Pour aller à Cusco, nous avons pris la compagnie Oltursa, avec laquelle tout s'est très bien passé. 

 

 

Altitude

La quantité d’oxygène disponible à 3000 mètres correspond aux deux tiers de celle disponible au niveau de la mer. Le mal de l'altitude ou le mal des montagnes, dit "el soroche", est un sujet à prendre au sérieux lorsque l'on voyage au Pérou. Plusieurs lieux de visite étant en altitude (Huaraz, Cusco, le lac Titicaca, Puno).

Nous n'avons quasiment pas été impactés car nous sommes souvent montés progressivement puis une fois à Cusco, nous sommes restés en altitude pendant plusieurs semaines. Notre corps a donc eu le temps de s'habituer. 
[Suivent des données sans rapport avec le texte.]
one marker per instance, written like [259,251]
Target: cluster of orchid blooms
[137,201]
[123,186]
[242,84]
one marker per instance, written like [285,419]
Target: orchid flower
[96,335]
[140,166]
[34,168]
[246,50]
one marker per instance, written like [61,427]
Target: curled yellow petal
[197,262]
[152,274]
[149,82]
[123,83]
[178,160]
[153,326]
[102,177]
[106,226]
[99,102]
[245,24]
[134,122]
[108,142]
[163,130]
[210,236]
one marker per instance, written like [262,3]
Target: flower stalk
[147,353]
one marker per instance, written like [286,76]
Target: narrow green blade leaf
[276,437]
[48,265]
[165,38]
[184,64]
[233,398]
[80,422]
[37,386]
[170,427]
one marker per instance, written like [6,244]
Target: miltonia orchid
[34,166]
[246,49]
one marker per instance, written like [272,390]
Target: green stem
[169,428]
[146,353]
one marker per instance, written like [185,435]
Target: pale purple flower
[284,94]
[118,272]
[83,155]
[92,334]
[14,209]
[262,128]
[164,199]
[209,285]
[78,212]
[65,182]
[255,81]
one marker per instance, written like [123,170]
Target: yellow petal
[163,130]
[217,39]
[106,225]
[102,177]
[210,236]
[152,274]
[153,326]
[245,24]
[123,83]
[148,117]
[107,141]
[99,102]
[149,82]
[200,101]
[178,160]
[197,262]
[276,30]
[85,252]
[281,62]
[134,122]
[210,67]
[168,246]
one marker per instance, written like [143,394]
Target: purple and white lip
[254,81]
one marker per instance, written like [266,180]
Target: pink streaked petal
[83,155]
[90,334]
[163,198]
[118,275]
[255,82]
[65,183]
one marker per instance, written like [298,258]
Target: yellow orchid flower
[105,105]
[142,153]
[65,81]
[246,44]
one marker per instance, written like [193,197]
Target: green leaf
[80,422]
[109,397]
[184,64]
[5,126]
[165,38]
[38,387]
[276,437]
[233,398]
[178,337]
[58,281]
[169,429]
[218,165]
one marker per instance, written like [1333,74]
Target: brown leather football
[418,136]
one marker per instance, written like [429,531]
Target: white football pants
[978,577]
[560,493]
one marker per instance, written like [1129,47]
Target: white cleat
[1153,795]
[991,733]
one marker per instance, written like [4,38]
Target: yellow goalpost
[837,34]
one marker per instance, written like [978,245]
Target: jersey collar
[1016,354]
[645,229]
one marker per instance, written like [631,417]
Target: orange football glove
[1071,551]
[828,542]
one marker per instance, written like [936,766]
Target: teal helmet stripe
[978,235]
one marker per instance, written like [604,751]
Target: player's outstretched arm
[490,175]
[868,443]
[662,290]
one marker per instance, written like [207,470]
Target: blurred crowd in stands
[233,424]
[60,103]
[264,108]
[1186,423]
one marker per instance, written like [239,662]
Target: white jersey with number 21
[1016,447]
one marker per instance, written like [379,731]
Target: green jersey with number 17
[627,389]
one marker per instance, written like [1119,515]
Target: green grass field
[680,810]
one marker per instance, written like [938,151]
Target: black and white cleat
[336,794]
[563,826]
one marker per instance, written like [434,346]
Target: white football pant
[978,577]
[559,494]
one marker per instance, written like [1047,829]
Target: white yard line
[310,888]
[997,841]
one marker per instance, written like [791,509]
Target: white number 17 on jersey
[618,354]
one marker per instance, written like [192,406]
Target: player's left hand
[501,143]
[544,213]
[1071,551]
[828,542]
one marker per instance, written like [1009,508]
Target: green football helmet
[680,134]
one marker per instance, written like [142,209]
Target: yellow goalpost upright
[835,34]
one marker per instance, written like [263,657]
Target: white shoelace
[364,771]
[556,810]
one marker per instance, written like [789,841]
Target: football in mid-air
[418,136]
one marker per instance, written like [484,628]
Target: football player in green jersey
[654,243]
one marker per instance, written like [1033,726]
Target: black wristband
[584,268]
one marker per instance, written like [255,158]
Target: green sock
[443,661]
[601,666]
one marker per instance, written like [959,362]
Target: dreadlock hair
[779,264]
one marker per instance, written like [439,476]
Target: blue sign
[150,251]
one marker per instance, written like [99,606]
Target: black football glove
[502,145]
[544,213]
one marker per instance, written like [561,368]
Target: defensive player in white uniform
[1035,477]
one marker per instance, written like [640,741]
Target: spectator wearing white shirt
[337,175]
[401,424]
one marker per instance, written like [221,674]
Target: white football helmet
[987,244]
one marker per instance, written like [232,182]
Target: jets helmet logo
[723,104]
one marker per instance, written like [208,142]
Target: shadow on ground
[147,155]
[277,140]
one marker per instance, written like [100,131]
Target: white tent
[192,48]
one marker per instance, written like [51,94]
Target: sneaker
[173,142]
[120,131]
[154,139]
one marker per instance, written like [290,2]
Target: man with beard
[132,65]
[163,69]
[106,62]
Nous avons rencontré quelques personnes qui en ont souffert et il ne faut pas prendre le "soroche" à la légère. Les statistiques indiquent qu'une personne sur deux montant rapidement en haute altitude souffrirait d'un mal de montagne et qu'une personne sur dix d'un oedème pulmonaire si elle ne redescend pas d'altitude dans les 24 heures. L'état de santé ne permet pas de définir sa capacité à monter facilement en altitude : un jeune sportif peut ressentir un fort mal de l'altitude alors qu'une personne âgée, alcoolique et qui fume ne pourrait ressentir aucun symptôme. 

Certains médecins prescrivent des médicaments pour limiter les risques ou atténuer les effets de l'altitude. En altitude au Pérou, on peut apercevoir ce type de publicité. 

 

 

 

Les casas de ciclistas

Nous avons logé dans les deux principales Casa de Ciclistas du Pérou. Celle tenue par Luis Ramirez d'Angelo, dit "Lucho", à Trujillo, qui est la toute première casa de ciclistas d'Amérique du Sud, et celle tenue par Giovanni dans la ville de Juliaca. C'est une expérience que nous recommandons fortement. Il y a beaucoup d'autres casa de ciclistas au Pérou, on peut les trouver facilement sur un moteur de recherche ou sur le site Warmshowers.